For the time being, though, the United States’ patchwork approach to cannabis legalization has allowed small companies to grow without competition from corporate giants. However, if/when federal policy changes, larger players will enter the space. There is too much money to be potentially made to ignore.
While these disruptors are exciting to hear about, remember that all industries have a similar life cycle: introduction, growth, maturity, and decline. For many sectors of the cannabis industry, the industry is still in the introduction phase, albeit a few have entered the growth stage. These two “early” phases will require a significant amount of capital. Thus, it is also important to heed certain caveats.

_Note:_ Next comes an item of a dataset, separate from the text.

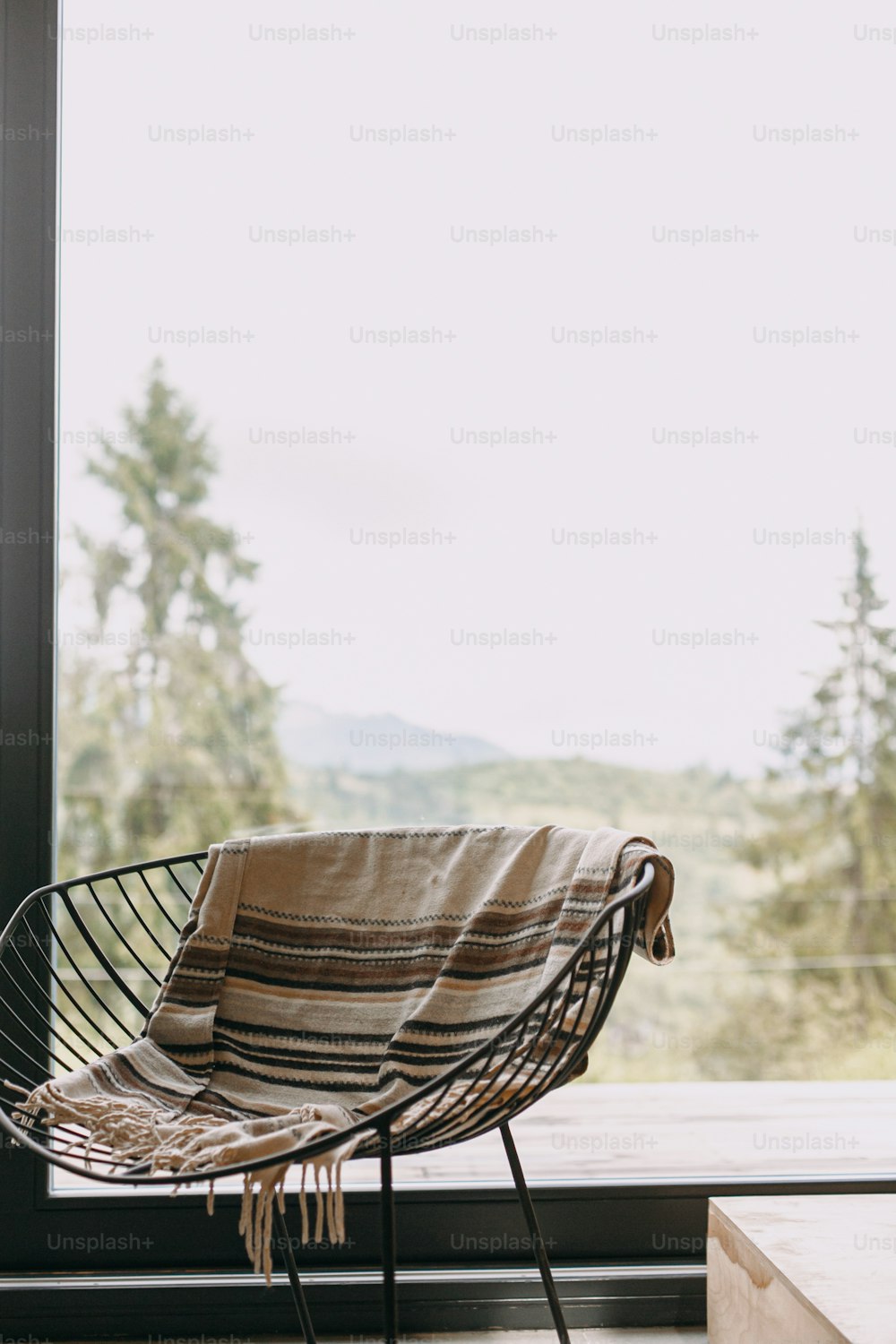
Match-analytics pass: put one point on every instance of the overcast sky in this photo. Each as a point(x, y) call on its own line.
point(584, 153)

First, while the Justice Department is sending mixed signals, one must still remember that the FDA has the power to shut the CBD-infused product market down. To date, the FDA has only shown interest in shutting down CBD companies that are making aggressive claims regarding the health benefits of their products. The FDA has been issuing warning letters indicating that CBD is not an approved dietary supplement, and there is no recognition of CBD as a generally regarded as safe (GRAS) ingredient. Thus, companies must carefully evaluate the FDA’s currently published guidance on CBD, THC and cannabis as they formulate and develop their products to better understand the regulatory challenges that they may face in successfully bringing those products to market.